Türkiye Kadın Dernekleri Federasyonu (TKDF), Kadın ve Aileden Sorumlu Devlet Bakanlığı'nın yerine Aile ve Sosyal Politikalar Bakanlığı kurularak Kadının Statüsü Genel Müdürlüğü'nün (KSGM) de bu yapı altında konuşlandırılması girişimlerine karşı bir deklarasyon yayınladı.
Bu girişimin kadın adının bir kez daha yok sayılması anlamına geldiğini vurgulayan deklarasyon metninde TKDF, "Bu açıklama kadını birey olarak görmek istemeyen ve aile içine hapseden iradeye verilen tepkidir" dedi.
"Bu açıklama tüm çağdaş ülkelerde birçok mekanizma ve uygulama ile öne çıkarılan ülkemizde yaşayan kadının sosyal yardım merkezli politikaların içine çekilerek dezavantajlı gruba dahil edilmesine engel olmak için başlatılacak mücadelenin duyurusudur."
Avrupa Konseyi'nin imzaya açtığı, Türkiye'nin de ilk imzacısı olduğu Avrupa Konseyi Kadına Yönelik Şiddet ve Aile İçi Şiddetin Önlenmesi ile Bunlarla Mücadeleye Dair Sözleşme'nin takipçisi olacağını da vurgulayan TKDF, yeni Meclisin açılış haftasında çocuk ve kadınların maruz kaldıkları taciz ve cinayetleri protesto etmek amacıyla TBMM önünde yapacağı eylem için çağrıda da bulundu.
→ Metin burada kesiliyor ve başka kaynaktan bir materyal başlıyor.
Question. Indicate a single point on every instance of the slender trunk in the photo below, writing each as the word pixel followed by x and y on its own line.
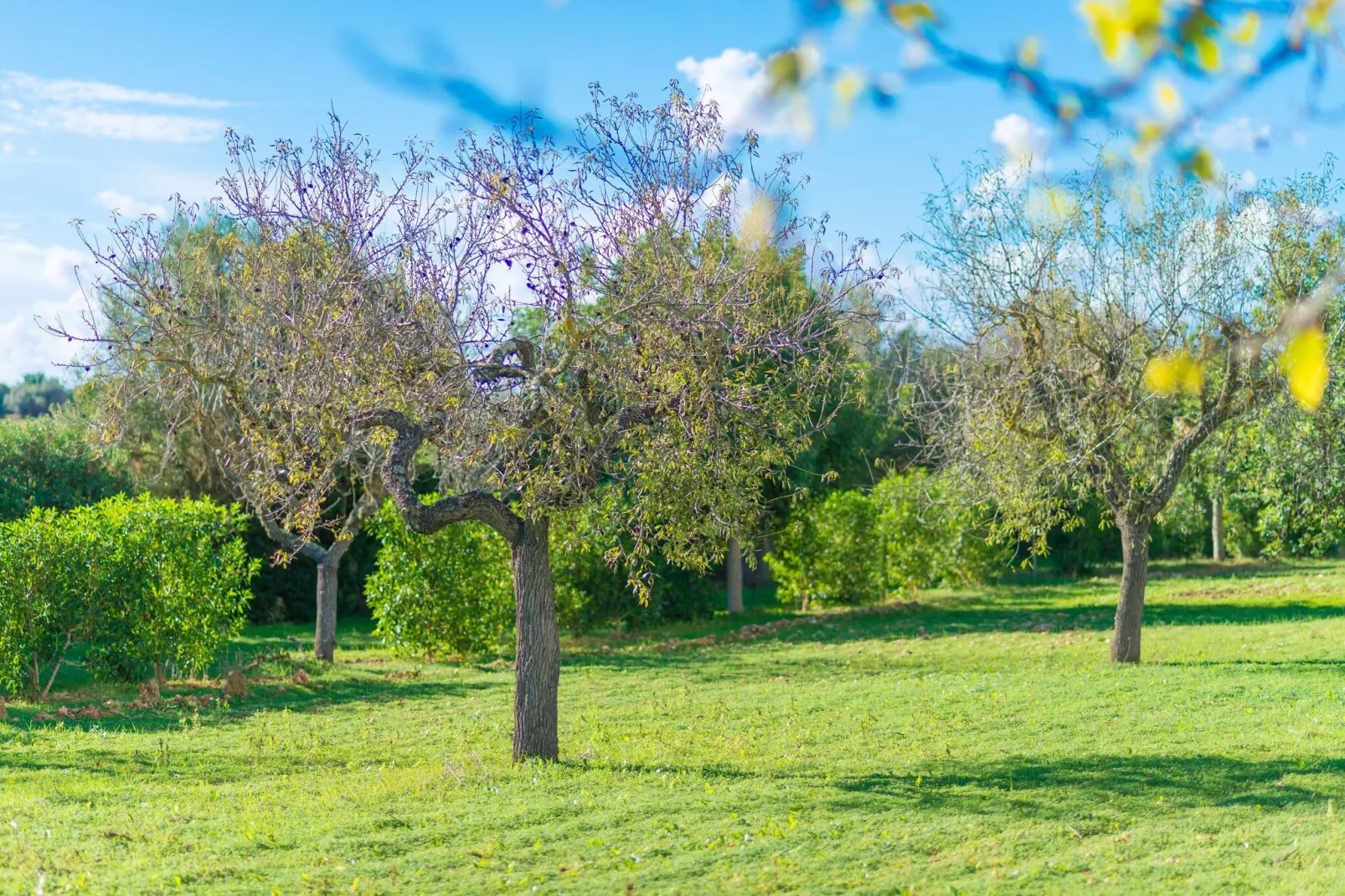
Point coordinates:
pixel 1216 526
pixel 537 669
pixel 324 634
pixel 1134 572
pixel 734 569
TKDF'nin açıklamasında şu ifadeler yer aldı:
Avrupa'da birçok ülkede, kadın-erkek eşitliği konusunda kurumsallaşma süreci 1970'li yıllara denk düşerken bizim ülkemizde Kadın-Erkek eşitliğinin devlet içinde kurumsallaşma süreci 1987 yılında DPT'nin çatısı altındaki Sosyal Planlama Genel Müdürlüğü bünyesinde kurulan Kadına Yönelik Politikalar Danışma Kurulu ile başlamıştır.
Bizler Türkiye'de aktif faaliyetler gösteren kadın örgütleri; yaklaşık 17 yıl boyunca iniş ve çıkışlarla dolu ancak genel anlamda atıl sayılabilecek bir sürecin sonunda 2004 yılında Teşkilat Yasası'na kavuşan Kadının Statüsü Genel Müdürlüğü'nün kısıtlı olanakları ile geliştirdiği stratejilerin sadece kâğıt üzerinde kalmaması ve aynı zamanda da sahaya yansıtılabilmesi için yeni ve sağlam kadrolu taşra teşkilatlarına kavuşması ve hatta icracı bir kadın bakanlığına dönüştürülmesi için girişimlerde bulunurken "Aile ve Sosyal Politikalar" adı altında yeni bir Bakanlığın hayata geçirilmek üzere olduğunu ve böylece de kadın adının bir kez daha yok sayıldığını öğrenmiş bulunmaktayız.
Kadına ilişkin düzenlemelerin Toplumsal Cinsiyet Eşitliği'nin sağlanması için yıllardır emek veren kadın örgütlerinin görüşleri alınmadan yapılmayacağına ve Kadına Yönelik Şiddet ve Aile İçi Şiddetin Önlenmesi ve Bunlarla Mücadeleye Dair Sözleşme"nin ivedilikle imzalanacağına inanmak, bizi yönetenlere güvenmek ve endişelerimize ACİL YANIT istiyoruz. (BB)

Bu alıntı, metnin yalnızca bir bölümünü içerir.